And why should you care about Thomas Reid’s philosophy? Because it’s the best way to explain the foundations of science; not that there aren’t valuable contributions to that area of study from my other philosophy homeboys David Hume, Immanuel Kant, and Alvin Plantinga. (William James, too.)
And one other reason–Kierkegaard may be the captain of the philosophers, and Jean-Luc Marion may be the captain of the next generation of philosophers, but Thomas Reid is the king of Scottish common-sense philosophy.
That stuff is mostly ignored or forgotten now, but it had a big influence in earlier days of US history. Expect a new video introducing Reid’s presentation of common-sense philosophy each Monday until the series is complete.
Published in Religion & Philosophy
Thomas Reid is the greatest of the common-sense philosophers.
Thanks for your pointing out where your new videos will be.
I very much enjoy the ones I have watched in the past. You have such a nice blend of exuberance and intelligence. Hope others find your vids and like the experience as well.
The hat looks like it’s part of this family:
Makes sense. Scotland can be cold.
Thank you!
(I have a new one for the YouTube channel scheduled for each Monday for more than a year from now. Trying to make Thursday airings a regular or semi-regular thing. Nudging Rumble towards regular Monday videos for a good long while, and hoping to expand with some real Augustine theology of desire stuff on Thursdays.)
Stole one of Ben’s.
I watch that channel a lot.
The hat looks like a Liberty Cap, popular as a symbol of liberty in the 1780s and 1790s.

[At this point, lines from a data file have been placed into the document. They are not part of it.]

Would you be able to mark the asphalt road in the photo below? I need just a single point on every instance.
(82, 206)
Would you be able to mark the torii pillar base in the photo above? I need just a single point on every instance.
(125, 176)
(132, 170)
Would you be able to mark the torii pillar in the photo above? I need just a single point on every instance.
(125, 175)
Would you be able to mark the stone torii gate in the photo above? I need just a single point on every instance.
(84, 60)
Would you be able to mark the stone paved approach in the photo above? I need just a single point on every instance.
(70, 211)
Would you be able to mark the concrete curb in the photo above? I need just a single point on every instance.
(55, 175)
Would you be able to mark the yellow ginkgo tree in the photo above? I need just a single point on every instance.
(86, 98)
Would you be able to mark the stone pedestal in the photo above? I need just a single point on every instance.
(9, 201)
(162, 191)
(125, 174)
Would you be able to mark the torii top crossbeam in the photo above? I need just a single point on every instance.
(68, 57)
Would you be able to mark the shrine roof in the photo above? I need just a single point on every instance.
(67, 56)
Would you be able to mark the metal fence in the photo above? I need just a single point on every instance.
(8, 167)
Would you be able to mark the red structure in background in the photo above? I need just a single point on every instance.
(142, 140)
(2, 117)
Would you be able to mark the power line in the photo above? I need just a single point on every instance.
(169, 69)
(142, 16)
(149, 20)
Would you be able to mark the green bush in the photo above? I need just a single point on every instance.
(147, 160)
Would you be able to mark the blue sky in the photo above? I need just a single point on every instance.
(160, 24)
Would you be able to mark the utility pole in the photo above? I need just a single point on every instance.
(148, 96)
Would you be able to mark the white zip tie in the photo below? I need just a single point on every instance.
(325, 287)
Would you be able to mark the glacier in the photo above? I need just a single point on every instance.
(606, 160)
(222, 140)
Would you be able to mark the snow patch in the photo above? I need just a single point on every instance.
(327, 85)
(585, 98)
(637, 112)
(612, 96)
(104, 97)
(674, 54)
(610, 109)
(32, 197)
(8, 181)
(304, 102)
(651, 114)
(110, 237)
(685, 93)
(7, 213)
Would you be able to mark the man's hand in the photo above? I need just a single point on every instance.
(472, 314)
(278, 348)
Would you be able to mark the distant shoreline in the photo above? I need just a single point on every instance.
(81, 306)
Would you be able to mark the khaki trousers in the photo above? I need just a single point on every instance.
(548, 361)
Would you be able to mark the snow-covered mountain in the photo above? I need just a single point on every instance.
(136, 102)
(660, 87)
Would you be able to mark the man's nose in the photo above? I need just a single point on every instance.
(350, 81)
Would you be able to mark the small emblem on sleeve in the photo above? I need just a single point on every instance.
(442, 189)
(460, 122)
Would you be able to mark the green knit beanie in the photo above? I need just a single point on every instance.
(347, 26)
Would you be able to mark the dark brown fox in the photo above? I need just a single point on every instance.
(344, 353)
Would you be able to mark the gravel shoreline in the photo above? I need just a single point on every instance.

It was the fashion of the day:
I’m sure you could rock it and bring it back.
That might have occurred to me if I were smarter, given the Hume picture.
Not likely.
Try it. I think you can do it.
You can’t make me!
Did I say that? Yeah, that’s the sorta thing I mighta said. Yeah, I can’t make you.

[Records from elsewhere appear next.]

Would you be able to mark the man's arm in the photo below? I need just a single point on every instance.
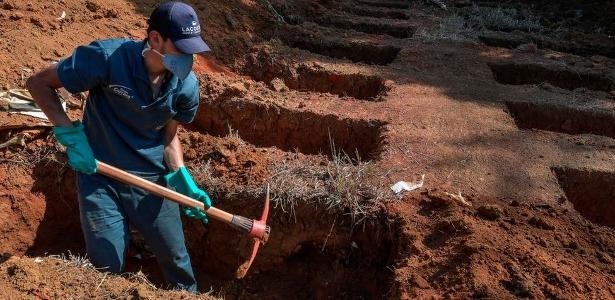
(173, 155)
(42, 86)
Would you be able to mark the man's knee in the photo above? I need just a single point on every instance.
(106, 256)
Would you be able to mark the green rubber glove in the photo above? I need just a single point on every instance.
(80, 155)
(183, 183)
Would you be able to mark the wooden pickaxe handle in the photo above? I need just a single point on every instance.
(125, 177)
(240, 223)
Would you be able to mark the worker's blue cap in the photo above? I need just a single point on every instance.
(179, 22)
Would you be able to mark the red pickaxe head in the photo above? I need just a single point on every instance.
(259, 231)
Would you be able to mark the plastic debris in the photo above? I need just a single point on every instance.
(459, 199)
(62, 16)
(408, 187)
(19, 101)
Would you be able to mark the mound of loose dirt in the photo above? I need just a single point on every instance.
(56, 278)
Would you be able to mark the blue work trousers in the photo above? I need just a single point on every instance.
(106, 206)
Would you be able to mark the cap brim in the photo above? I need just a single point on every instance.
(191, 45)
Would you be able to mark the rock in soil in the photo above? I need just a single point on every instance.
(540, 223)
(490, 212)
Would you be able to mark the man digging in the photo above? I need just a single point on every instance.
(139, 91)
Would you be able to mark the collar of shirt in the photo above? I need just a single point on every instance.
(138, 68)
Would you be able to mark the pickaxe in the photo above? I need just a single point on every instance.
(257, 229)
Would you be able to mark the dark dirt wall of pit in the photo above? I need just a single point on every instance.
(592, 16)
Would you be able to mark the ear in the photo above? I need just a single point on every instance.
(155, 40)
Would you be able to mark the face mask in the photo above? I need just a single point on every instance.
(178, 64)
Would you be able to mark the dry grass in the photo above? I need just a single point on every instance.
(344, 184)
(453, 27)
(501, 19)
(465, 24)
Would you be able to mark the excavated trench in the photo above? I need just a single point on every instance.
(592, 192)
(577, 47)
(291, 130)
(558, 75)
(564, 119)
(379, 13)
(313, 252)
(397, 30)
(388, 4)
(339, 48)
(310, 254)
(304, 77)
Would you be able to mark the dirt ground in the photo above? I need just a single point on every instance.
(506, 109)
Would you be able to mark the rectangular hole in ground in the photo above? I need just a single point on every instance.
(262, 67)
(340, 48)
(290, 130)
(564, 119)
(560, 76)
(389, 4)
(592, 192)
(382, 27)
(379, 13)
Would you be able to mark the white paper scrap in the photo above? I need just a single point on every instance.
(405, 186)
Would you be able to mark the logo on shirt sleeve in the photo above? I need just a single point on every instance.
(122, 91)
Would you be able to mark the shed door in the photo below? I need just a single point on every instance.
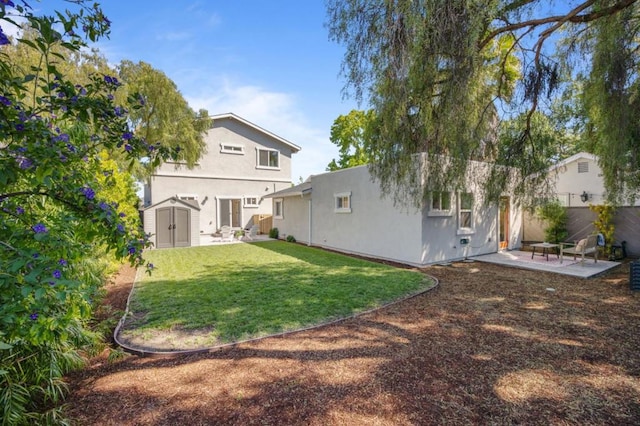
(164, 227)
(173, 227)
(182, 231)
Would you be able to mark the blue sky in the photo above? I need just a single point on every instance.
(271, 62)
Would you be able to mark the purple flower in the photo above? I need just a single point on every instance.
(24, 163)
(39, 228)
(88, 193)
(3, 37)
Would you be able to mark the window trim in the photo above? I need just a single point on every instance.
(187, 197)
(338, 206)
(224, 148)
(583, 167)
(246, 204)
(440, 212)
(279, 215)
(470, 229)
(259, 166)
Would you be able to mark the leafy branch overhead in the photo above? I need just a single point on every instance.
(446, 79)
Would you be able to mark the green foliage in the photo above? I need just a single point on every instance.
(350, 133)
(458, 81)
(555, 215)
(274, 233)
(164, 117)
(63, 203)
(604, 224)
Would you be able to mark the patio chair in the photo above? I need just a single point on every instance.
(250, 233)
(228, 234)
(583, 247)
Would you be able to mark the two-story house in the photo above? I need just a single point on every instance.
(242, 164)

That’s what happens when you’ve just gotten out of the shower and the portrait guy shows up. You just have to go with it. Those portrait guys don’t wait around.
We almost got to all kinds of interesting epistemological and metaphysical questions inherent in the topic but Ricochetti are off a funny hat binge by the third comment… Like trying to continue a fifth-grade math class after some kid farts loudly…
There is something refreshing about Reid’s approach: Let’s not screw around pretending that there is no external real world or that we can’t know it or that we don’t experience and know it in the same way or that we can’t talk about it meaningfully. Let’s not pretend that we don’t have a pretty good shared sense of right and wrong. Don’t get esoteric about memory, personal identity, or mental acts–the same guy does, remembers, acts, thinks over time. Those acts and events are not separate instances of human beings. If your method puts you at odds with common sense, then your method sucks. Stop it.
Amen.
If you bring it back, be sure to drop it once all of the hip posers catch on. Cause once it’s, like, a thing it’ll go from kinda cool to especially uncool especially fast.
For the record, I don’t think I could rock it. To Ricochet’s trendsetters: you won’t have to worry about any toe-stepping from me.
Update:
10 videos aired so far.
22 videos total.
The last one will air on August 9.
My article explaining how Alvin Plantinga develops Reid’s epistemology was just published in Criswell Theological Review.